Cipla USA, Inc. recalled 15,744 bottles of Cinacalcet Hydrochloride Tablets on November 14, 2025. The recall follows the discovery of a nitrosamine impurity exceeding acceptable daily intake limits. Consumers should stop using the product immediately and consult healthcare providers.

Official notice

Source-backed recall notice

No product image was available from the source feed.

Official source
FDA DRUG
Recall date
November 14, 2025
Status
ACTIVE
Severity
7/10

Quick Facts at a Glance

Recall Date
November 14, 2025
Hazard Level
HIGH
Brands
CINACALCET, Cipla USA Inc.
Category
Health & Personal Care
Sold At
Multiple Retailers
Geographic Scope
1 states
At-Risk Groups
GENERAL

What to Do Now

Use this page like a recall checklist: verify the product first, then act on the official remedy.

Immediate steps

  1. 1Stop using the product until you confirm whether it is included in the recall.
  2. 2Compare the product label, model number, UPC, color, size, and purchase location against the identifiers below.
  3. 3Follow the official remedy from FDA - Drug Safety; save photos, receipts, labels, and correspondence before contacting the company.
  4. 4If the product could harm a child, older adult, pet, or patient, move it out of reach immediately.

Check these identifiers

Brand
CINACALCET, Cipla USA Inc.
Product type
Cinacalcet Hydrochloride Tablets
Model numbers
Lot 5PB0164, exp 1/31/2027
UPC codes
69097-410, 69097-411, 69097-412, 69097-410-02, 69097-411-02, 69097-412-02
Sold at
Multiple Retailers
Where affected
ALL

Recall Timeline

Key dates and source checks for this recall record.

  1. Recall announced

    November 14, 2025

  2. Reported by FDA DRUG

    December 17, 2025

  3. RecallRadar source check

    December 24, 2025

  4. Consumer action

    Use the official remedy and keep documentation.

Hazard Information

CGMP Deviations: the presence of a nitrosamine impurity, N-nitroso-cinacalcet, above the acceptable daily intake (ADI) limits.

What You Should Do

Consumers and healthcare providers should stop using this product immediately. Contact Cipla USA, Inc. or your healthcare provider for guidance. Notification method: Letter

About This Product

Cinacalcet Hydrochloride Tablets are prescribed for managing conditions related to parathyroid hormone levels, particularly in patients with chronic kidney disease. They help regulate calcium levels in the body, making them essential for certain patients.

Why This Is Dangerous

The presence of N-nitroso-cinacalcet in the tablets poses a health risk as it exceeds acceptable daily intake limits. This impurity can lead to serious health consequences if consumed regularly.

Industry Context

This recall is not part of a broader industry pattern.

Real-World Impact

Consumers may face health risks associated with the impurity in the recalled tablets.
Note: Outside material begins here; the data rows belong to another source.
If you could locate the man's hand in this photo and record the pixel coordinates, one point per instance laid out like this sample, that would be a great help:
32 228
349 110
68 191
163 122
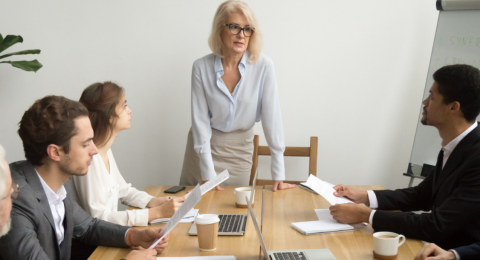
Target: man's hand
146 254
350 213
279 185
434 252
357 196
216 187
146 237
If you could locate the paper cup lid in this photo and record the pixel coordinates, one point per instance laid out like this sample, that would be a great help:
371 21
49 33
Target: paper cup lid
204 219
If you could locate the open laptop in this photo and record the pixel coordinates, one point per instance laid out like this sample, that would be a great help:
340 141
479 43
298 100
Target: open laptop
230 224
303 254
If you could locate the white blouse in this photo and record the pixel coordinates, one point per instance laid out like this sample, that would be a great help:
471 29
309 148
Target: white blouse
98 193
255 98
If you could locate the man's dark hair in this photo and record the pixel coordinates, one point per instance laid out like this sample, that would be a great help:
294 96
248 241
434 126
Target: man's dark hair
460 83
50 120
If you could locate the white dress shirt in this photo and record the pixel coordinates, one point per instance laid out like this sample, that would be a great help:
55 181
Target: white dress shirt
57 207
255 98
447 151
98 193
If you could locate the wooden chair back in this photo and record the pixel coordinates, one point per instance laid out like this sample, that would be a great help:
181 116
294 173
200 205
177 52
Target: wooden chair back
310 152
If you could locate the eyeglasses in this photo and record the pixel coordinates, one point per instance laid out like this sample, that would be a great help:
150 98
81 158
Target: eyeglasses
235 29
15 188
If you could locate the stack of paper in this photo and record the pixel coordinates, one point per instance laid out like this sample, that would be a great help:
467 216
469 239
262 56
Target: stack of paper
324 224
188 218
216 257
323 188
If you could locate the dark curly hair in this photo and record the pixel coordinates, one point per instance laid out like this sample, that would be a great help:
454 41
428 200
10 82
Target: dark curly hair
460 83
50 120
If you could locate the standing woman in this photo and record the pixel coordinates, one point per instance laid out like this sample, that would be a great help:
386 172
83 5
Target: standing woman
233 88
99 190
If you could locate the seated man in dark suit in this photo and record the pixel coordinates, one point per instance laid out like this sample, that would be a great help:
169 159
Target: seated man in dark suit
434 252
57 140
452 192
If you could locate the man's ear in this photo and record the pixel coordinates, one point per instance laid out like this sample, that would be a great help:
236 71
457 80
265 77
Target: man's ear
53 152
455 106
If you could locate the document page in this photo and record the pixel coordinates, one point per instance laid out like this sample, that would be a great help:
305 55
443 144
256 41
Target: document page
187 205
214 182
216 257
188 218
324 224
325 190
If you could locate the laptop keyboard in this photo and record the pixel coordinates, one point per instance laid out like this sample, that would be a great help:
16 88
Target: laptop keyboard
289 256
232 223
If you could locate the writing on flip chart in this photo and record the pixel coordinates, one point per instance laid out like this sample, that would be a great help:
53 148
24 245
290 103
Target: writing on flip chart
187 205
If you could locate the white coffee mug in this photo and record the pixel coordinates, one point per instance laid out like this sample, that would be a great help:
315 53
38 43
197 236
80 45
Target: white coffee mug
387 243
240 194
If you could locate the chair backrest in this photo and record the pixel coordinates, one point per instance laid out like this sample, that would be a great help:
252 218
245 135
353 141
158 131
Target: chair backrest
310 152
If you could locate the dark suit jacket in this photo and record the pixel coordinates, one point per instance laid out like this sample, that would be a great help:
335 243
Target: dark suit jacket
33 231
452 195
471 252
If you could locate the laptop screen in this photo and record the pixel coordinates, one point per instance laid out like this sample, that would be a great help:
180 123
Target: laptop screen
257 228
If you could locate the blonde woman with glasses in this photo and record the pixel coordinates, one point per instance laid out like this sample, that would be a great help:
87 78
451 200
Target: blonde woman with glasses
232 89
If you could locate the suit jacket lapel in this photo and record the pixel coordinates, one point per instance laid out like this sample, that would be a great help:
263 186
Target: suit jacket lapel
33 180
66 245
455 159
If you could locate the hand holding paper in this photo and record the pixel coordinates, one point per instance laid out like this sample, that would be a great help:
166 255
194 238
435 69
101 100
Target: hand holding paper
357 196
324 189
187 205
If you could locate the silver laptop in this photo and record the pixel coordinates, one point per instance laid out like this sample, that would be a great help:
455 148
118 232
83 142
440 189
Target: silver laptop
230 224
310 254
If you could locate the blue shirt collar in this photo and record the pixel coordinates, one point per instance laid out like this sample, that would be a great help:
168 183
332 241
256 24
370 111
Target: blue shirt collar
243 63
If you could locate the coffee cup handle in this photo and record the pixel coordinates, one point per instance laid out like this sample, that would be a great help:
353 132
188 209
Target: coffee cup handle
402 237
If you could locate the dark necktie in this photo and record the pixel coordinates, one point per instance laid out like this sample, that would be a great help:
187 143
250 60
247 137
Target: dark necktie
438 170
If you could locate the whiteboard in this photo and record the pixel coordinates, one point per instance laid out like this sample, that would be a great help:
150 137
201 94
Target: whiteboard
457 41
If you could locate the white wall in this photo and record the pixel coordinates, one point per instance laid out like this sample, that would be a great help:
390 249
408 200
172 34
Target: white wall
350 72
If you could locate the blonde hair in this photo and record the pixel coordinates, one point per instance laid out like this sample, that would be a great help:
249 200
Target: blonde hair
224 10
3 173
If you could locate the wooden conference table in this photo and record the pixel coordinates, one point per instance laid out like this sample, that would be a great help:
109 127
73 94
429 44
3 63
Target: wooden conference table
280 210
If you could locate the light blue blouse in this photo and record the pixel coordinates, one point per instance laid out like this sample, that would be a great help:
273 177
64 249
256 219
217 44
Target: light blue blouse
255 98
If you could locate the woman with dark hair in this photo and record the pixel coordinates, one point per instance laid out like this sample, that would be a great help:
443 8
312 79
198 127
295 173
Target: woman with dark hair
98 191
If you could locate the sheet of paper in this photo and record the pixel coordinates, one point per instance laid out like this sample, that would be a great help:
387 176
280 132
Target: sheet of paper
207 186
325 190
187 205
217 257
188 218
324 224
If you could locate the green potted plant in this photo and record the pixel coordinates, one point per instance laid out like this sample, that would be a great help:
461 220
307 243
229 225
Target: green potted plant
10 40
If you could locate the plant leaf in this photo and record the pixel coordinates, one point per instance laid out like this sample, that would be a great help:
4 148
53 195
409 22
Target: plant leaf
32 65
9 41
20 53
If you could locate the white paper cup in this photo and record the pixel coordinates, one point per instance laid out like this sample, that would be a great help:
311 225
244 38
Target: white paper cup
240 194
385 244
207 231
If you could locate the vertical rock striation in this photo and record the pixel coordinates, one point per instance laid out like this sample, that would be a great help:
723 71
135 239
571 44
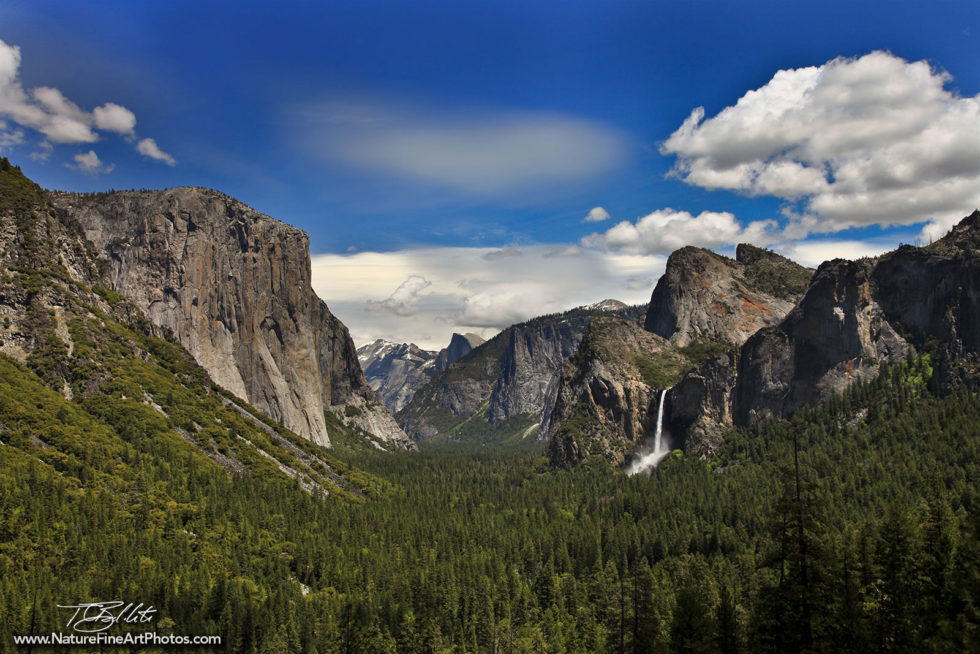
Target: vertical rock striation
233 285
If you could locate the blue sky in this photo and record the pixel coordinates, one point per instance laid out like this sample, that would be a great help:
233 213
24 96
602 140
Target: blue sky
444 155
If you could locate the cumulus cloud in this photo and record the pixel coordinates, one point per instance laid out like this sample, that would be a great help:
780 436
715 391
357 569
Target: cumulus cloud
666 230
403 301
44 152
596 215
115 118
470 292
505 304
90 163
485 153
854 142
48 111
814 252
503 253
148 148
10 137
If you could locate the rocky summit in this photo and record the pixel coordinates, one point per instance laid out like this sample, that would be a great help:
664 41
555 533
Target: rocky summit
396 370
703 295
854 317
233 286
505 389
704 305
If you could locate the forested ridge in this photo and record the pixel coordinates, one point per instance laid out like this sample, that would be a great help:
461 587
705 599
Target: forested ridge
851 527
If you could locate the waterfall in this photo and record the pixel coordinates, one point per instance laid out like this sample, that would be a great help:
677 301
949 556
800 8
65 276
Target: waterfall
650 460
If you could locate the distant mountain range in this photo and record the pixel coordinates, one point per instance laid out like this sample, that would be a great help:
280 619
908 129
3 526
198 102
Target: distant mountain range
397 370
734 341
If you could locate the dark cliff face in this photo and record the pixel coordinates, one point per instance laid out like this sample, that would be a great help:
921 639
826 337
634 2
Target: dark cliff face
507 385
459 346
704 305
608 392
855 316
233 285
703 296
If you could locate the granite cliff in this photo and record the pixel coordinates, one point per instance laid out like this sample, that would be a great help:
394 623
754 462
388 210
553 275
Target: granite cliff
396 371
233 286
704 305
505 388
854 317
708 297
608 391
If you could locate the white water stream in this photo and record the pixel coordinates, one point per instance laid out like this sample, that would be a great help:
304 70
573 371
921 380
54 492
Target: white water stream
650 460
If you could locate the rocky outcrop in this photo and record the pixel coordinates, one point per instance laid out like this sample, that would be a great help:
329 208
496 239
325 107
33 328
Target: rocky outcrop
838 334
459 346
233 286
396 370
609 391
855 316
703 296
506 385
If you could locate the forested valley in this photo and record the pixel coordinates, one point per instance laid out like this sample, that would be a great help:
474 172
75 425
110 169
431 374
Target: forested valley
850 527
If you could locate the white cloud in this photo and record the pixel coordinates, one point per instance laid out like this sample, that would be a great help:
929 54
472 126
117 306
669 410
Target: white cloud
812 253
148 148
854 142
469 292
114 118
666 230
487 154
503 253
465 291
10 137
90 163
596 215
60 120
44 152
404 300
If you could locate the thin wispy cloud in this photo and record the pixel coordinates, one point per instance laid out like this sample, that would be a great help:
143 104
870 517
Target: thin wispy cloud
403 302
60 121
90 164
149 148
487 153
665 230
495 293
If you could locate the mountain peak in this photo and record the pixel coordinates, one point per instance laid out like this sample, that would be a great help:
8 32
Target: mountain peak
964 236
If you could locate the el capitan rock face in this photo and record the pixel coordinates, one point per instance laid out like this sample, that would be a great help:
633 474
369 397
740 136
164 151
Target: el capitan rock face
233 285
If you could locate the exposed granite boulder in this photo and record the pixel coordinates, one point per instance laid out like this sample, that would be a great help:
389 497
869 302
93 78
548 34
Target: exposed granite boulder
233 285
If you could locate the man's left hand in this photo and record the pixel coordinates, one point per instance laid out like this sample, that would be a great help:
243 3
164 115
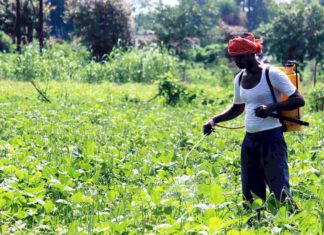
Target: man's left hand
264 111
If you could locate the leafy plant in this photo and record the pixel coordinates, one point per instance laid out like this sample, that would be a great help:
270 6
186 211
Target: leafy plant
316 98
100 24
173 91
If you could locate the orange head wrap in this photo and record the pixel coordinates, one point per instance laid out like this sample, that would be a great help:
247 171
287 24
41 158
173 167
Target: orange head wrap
244 45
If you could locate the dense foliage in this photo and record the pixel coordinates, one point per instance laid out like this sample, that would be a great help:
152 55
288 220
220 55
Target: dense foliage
61 62
100 159
100 24
5 42
29 21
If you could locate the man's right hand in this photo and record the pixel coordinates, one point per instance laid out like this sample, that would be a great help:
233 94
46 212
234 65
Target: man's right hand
208 127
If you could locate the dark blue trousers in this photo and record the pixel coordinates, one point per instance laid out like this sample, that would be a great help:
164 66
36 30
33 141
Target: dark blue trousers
264 162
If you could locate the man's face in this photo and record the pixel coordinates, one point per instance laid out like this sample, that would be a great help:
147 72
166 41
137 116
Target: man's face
243 61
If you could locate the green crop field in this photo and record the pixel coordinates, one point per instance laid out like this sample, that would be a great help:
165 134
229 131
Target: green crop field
101 159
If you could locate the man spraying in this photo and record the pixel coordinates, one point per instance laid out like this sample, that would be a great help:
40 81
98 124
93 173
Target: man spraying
264 151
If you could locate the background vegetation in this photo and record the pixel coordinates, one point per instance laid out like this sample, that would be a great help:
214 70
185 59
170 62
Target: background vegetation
127 87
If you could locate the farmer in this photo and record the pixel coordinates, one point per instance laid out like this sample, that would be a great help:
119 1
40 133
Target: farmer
264 151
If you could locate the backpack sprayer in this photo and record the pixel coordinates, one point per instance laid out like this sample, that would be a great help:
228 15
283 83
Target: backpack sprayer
290 119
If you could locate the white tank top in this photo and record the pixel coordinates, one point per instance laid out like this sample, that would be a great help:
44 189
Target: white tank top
261 95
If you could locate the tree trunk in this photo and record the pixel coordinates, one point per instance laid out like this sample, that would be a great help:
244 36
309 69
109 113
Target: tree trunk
18 31
41 26
315 72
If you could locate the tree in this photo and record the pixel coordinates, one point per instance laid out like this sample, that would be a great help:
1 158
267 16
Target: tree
296 34
315 35
27 12
189 19
257 11
59 28
100 24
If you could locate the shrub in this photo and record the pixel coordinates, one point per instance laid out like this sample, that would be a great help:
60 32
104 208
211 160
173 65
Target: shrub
316 98
173 91
5 42
59 62
139 65
101 24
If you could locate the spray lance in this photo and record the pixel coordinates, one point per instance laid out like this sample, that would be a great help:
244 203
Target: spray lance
201 140
274 115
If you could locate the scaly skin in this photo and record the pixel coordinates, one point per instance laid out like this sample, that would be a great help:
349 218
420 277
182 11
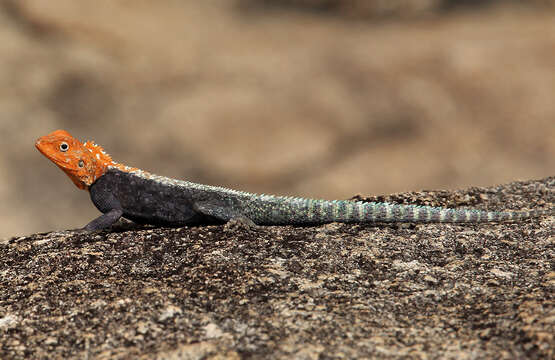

The urgency to stop use and seek alternatives may lead to disruptions in treatment for some patients.

Practical Guidance

How to identify if yours is affected

  1. Locate the lot number on your bottle of Cinacalcet Hydrochloride Tablets.
  2. Check if it matches Lot 5PB0164.
  3. Confirm the expiration date is January 31, 2027.

Where to find product info

The lot number and expiration date can typically be found on the label or bottom of the bottle.

What timeline to expect

Expect a refund or further instructions within 4-6 weeks following the recall notification.

If the manufacturer is unresponsive

  • Contact Cipla USA, Inc. directly via phone or email.
  • Document all correspondence regarding the recall.

How to prevent similar issues

  • Always check for recent recalls on medications before use.
  • Consult your healthcare provider about alternatives if a recall occurs.

Documentation advice

Keep receipts, correspondence with the manufacturer, and any medical records related to your use of the affected product.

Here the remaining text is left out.